In comparing Jonathan Edwards' Personal Narrative and Parts One and Two only of Benjamin Franklin's Autobiography, use four quotes to demonstrate a preference for one over the other.
Which work you prefer is a matter of personal choice, but there is no doubt that the style and voice of the works differ. Edwards, who largely writes about his own journey towards faith in God, has a distinctive style that can at times be jarring but that is always memorable. For example, he writes of his days as a non-believer:
But in process of time, my convictions and affections wore off; and I entirely lost all those affections and delights and left off secret prayer, at least as to any constant performance of it; and returned like a dog to his vomit, and went on in the ways of sin. Indeed I was at times very uneasy, especially towards the latter part of my time at college; when it pleased God, to seize me with a pleurisy; in which he brought me nigh to the grave, and shook me over the pit of hell.

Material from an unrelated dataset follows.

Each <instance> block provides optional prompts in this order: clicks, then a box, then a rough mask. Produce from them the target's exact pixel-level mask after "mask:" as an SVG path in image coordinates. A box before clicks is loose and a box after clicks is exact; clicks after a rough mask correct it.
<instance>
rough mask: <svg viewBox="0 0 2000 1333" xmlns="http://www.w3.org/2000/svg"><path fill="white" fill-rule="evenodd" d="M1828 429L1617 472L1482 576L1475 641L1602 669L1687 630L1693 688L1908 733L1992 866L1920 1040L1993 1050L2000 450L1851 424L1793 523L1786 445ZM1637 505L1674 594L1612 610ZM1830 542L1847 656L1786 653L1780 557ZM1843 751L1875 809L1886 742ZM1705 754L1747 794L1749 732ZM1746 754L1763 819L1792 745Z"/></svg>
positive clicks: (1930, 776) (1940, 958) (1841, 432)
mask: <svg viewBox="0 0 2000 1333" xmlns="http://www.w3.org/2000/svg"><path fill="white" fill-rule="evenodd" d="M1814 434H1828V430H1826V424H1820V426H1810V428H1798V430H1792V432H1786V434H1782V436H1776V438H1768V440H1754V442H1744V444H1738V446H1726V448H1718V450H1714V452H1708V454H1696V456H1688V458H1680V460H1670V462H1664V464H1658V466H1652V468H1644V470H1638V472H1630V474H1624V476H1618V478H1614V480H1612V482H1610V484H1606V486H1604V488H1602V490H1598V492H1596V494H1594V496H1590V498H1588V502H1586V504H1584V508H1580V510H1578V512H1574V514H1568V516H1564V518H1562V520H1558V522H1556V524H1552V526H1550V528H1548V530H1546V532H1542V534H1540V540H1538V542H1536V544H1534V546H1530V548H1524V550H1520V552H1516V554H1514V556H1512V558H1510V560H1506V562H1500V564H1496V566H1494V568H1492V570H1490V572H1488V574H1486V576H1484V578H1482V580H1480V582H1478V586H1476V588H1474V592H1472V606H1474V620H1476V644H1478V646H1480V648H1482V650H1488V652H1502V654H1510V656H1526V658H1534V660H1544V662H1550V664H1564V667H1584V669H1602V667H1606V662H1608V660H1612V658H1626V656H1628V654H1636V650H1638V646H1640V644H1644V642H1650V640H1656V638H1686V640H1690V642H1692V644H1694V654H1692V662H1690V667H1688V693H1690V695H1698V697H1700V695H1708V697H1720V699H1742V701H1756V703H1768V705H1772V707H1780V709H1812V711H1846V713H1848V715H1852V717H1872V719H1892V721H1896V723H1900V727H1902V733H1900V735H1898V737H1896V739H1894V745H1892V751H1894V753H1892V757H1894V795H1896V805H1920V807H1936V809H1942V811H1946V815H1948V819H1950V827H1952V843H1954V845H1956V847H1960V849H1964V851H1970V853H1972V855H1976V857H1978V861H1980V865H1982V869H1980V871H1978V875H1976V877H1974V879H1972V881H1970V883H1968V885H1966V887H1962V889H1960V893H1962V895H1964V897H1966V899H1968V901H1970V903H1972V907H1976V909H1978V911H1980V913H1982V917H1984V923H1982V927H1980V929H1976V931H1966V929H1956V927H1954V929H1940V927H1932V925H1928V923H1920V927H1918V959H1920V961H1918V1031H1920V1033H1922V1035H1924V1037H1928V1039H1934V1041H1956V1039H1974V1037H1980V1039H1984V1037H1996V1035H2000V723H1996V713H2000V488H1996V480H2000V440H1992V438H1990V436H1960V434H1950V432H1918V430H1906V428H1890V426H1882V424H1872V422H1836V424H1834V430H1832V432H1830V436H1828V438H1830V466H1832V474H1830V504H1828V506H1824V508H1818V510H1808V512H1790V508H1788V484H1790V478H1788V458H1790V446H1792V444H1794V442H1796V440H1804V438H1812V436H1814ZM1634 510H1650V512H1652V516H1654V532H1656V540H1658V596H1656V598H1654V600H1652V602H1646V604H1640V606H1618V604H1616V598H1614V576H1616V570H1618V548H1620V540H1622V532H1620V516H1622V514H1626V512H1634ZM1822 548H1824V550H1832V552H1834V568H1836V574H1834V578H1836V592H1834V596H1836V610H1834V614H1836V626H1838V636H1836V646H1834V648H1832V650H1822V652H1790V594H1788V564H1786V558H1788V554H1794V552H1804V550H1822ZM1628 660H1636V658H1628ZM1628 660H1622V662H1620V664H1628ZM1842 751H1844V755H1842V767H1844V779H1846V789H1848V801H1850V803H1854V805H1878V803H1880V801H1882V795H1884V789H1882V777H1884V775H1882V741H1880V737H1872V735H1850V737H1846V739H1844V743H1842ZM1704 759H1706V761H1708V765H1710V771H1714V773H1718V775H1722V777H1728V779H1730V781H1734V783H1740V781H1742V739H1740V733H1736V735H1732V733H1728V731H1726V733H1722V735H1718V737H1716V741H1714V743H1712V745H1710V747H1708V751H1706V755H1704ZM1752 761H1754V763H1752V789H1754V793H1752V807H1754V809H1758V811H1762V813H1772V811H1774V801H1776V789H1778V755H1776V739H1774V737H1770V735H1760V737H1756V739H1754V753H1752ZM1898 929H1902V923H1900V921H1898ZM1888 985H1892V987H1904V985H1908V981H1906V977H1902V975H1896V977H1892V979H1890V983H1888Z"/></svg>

Edwards is able to capture his experience with vivid similes, such as returning to his disbeliefs like "a dog to his vomit." His writing also conveys a sense of drama, as he believes that he has been afflicted with pleurisy because of God's wrath against him, and he includes a vivid image of himself being dangled over the pit of hell. This type of image is similar to the types of images he presents in his famous sermon, "Sinners in the Hands of an Angry God." He makes a deep and lasting impression on his reader about God's power.
Later, when he writes about his conversion, his style is similarly vivid:
The first instance that I remember of that sort of inward, sweet delight in God and divine things that I have lived much in since, was on reading those words, I Tim. i:17. Now unto the King eternal, immortal, invisible, the only wise God, be honor and glory for ever and ever, Amen. As I read the words, there came into my soul, and was as it were diffused through it, a sense of the glory of the Divine Being.
He relates his conversion in stirring terms, and he provides the metaphor of being diffused with a sense of glory, as if he were diffused with a type of liquid, to convey the totality and power of his experience. While Edward's religion, Calvinism, is associated (perhaps unfairly) with a sense of coldness, his experience of it is very personal, dramatic, and emotional.
Franklin's autobiography, in contrast, has a kind of stilted, canned quality. He presents his successes in a way that does not admit to personal fault and that projects a sense of arrogance, as much as he tries to be humble. For example, in the following passage from Part I, he writes:
And now I speak of thanking God, I desire with all humility to acknowledge that I owe the mentioned happiness of my past life to His kind providence, which led me to the means I used and gave them success. My belief of this induces me to hope, though I must not presume, that the same goodness will still be exercised toward me, in continuing that happiness, or enabling me to bear a fatal reverse, which I may experience, as others have done, the complexion of my future fortune being known to Him only in whose power it is to bless to us even our afflictions.
While he is also writing of God's divine providence, as Edwards does, Franklin writes more about himself and his success. There are other passages in his narrative that you can find that convey this same self-satisfaction and braggadocio. His writing also lacks the drama and style of that of Edwards, as it is more straightforward and uses less figurative language.